All the Santri Wati that I see is very excited, some are smiling themselves, some are serious about doing their job, some are strange, hem each there is a mirror of Santri Wati is stylish, it's very beautiful, sometimes he tidied up his clothes, sometimes his hijab, anyway Santri Wati this one is strange.


"Mr...Mbk...This is my room please clean" oh no... handsome male voice, white, no scuffles on his face, smooth face no stain, oh is this human or angel?? when I saw it as if the world stopped spinning, I stopped for a while. I don't want to lose a moment in my life.


"Assalamu'alaikum Mbak ..can help me, please clean my room" he said again, but I'm ambiguous, between conscious and not. I still look at him unblinking, even though he looks uncomfortable with my behavior looking at him.


"Astaghfirullah pah adzim.ya Allah, who are you?! . Ma'am.you can help me" he spoke again. His tone of voice was soft directly touching into the heart.


"Can I help you with whatever you want" unconsciously I prattle, when there's a person's voice of a dehemist' I just realized, I'm babbling in front of a handsome creature in front of me. I feel so ashamed, I am usually the one who never feels ashamed of everything I do.

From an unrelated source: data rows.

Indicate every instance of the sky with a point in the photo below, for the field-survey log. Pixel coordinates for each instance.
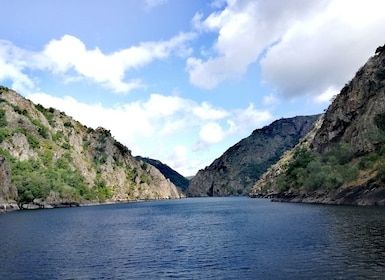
(181, 81)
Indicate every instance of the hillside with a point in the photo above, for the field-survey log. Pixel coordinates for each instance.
(241, 165)
(50, 160)
(342, 161)
(176, 178)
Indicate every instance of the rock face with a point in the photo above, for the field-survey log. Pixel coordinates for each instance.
(176, 178)
(241, 165)
(8, 192)
(50, 159)
(354, 121)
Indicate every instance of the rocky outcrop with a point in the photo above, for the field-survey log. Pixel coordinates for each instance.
(51, 160)
(355, 121)
(177, 179)
(8, 192)
(241, 165)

"Ma'af sir..ma'af yai, your ma'af?!" I don't know who he is, just this time I saw a man as handsome as him.


Ever since I set foot in Pondok Pesantren Nurul Huda never once I saw a man who was there and entered the Pondok Pesantren area, Pesantren, usually there may be men but just take the garbage and go, or men who deliver the gallon to the rooms of the Santri wati, jasai immediately go.

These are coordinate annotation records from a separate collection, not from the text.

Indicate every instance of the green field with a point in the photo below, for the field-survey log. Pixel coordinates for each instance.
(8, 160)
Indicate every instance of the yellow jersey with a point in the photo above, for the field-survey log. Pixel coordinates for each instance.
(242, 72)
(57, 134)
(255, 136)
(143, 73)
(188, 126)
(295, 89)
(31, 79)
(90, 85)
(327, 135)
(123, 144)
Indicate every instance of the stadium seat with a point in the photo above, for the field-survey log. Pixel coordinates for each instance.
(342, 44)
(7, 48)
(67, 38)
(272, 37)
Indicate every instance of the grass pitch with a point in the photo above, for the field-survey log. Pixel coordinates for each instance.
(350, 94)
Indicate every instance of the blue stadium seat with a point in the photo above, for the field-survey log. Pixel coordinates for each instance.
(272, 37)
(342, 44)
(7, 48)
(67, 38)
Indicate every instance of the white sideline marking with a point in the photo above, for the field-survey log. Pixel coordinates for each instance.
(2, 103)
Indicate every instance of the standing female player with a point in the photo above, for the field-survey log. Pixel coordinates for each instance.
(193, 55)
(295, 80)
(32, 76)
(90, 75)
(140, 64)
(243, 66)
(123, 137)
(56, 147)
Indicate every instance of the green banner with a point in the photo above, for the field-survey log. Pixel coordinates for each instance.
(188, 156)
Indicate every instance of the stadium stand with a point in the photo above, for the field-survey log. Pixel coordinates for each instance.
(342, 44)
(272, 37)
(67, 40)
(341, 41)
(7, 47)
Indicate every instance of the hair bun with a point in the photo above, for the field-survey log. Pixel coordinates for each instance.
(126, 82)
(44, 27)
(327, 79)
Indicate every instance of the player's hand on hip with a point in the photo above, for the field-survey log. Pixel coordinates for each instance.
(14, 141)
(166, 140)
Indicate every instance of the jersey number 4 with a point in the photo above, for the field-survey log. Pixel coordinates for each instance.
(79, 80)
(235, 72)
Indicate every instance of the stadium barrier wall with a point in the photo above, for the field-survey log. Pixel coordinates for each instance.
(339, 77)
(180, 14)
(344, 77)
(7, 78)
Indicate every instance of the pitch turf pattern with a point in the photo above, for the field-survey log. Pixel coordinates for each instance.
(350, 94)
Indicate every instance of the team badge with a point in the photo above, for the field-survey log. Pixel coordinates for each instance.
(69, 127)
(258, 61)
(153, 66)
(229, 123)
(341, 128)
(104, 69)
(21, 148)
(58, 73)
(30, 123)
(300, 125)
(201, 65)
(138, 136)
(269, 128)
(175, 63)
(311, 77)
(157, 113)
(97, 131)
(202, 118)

Santri wati here usually calls the man with the call kang. And really I don't dare if I have to tease the kang-kang, I'm afraid in the water flush got, like what I saw in the beginning I entered the boarding school.


But this is different, this alien creature in front of me is different from the kang-kang that I accidentally saw, even without realizing I was willing to be in the law, in the water flush got, in order to embrace it.


"You must be the new santri,..I'm Gus Baha'" He spoke but didn't see me, his speech was gentle, polite and very revealing of the class of ilumya faith


"What's?..Who? ..Gus Daha'?!" I'm talking seriously, I can't hear clearly what he's saying, because I'm still focused on seeing eyes that don't want to look at me, I'm looking at his nose, his mouth, his mouth, her skin was even the sandals she wore, I looked at all with great admiration.


"Gus Baha'.and it saw it not so, sin" His words reminded me of Almh.Mother, my eyes immediately water, I immediately cried


Sin is a word that is often said Almh.Mother said, I used to be very afraid if the mother said sin, whatever Mother said I always do, if there are things she does not like, when there is a word 'Sin', I will immediately ask ma'af and do what Mother ordered but since she died I seem to forget, what is Sin? and today I heard from the man who made me fly with all his advantages, and now I am free-falling because of his word "Sin ". I couldn't hold back my crying.


Sometimes the words of others are the same, they want to remind us, they want us to change better. Dad, Wulan or anyone who cares about me often reminds me and also often says words mean "Sin" so that I am afraid and end all my naughty and Dablek activities, he said, but my heart was not at all knocked. This time it's all different, I don't know why? when he said "Sin" I just wanted to cry. Am I just acting like he wants to hug spoiled? but no I cried sincerely for remembering Almh. My beloved mother.


A person who has died is cut off all his charity, except for three things, one of which is a sholih or sholikhah boy who prays for his parents, if I am naughty who will pray for my mother?